Accompanying this release will be a more forceful announcement that this code is on the path to extinction in favor of a rewrite that will require a Java component and likely significant configuration changes. There’s not a lot we can say concretely at this stage other than we have to do this and we’re doing it, and people who don’t think the result of that work will be a good fit for them should be looking at alternatives now.
I can’t say there won’t be another feature update between now and 2023 or 2024 when 4.0 emerges, but it’s certainly the hope not to do one unless we have to.
On the IdP front, we’re accumulating odds and ends for V4.2 but still don’t have a precise ETA. At this stage, the work will likely be gated by any API changes needed to support enhancements we plan to do for the OIDC plugins, and V3.1 of the OP will likely require V4.2 of the IdP. We designed the plugin handling to help us manage these kinds of transitions.
The two major features underway for the OP plugin are adding support for token-based registration of RPs and more generic OAuth support for access tokens issued via the client_credentials or password grant types. That work will include support for JWT-formatted access tokens, for which an RFC was recently approved, so we have some guidance we can follow for that. We expect to refactor some of the existing code so that any IdP-supported login flow can be used to protect the token endpoint (obviously none requiring browsers would work but many of them can run without a browser). Once we start to get these kinds of features in place we should be more able to adapt the code to other use cases as they become more clearly defined.

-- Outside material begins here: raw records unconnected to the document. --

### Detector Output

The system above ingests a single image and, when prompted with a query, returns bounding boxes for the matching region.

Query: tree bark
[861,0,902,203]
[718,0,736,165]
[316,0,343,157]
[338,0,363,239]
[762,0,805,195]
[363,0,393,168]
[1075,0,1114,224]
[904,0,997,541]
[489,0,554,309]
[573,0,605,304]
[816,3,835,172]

Finally, we have made substantial progress on a new Java build strategy that should allow us to limit the use of our existing Nexus repository and build our software against Maven Central with proper signature verification of all our dependencies. This is still not perfect but it’s a big step for us in eliminating a lot of extra work in uploading third party artifacts ourselves. We will have more announcements about the impact on third-party use of our code when a few other details are clearer. At worst, some adjustments to local Maven configuration may be required.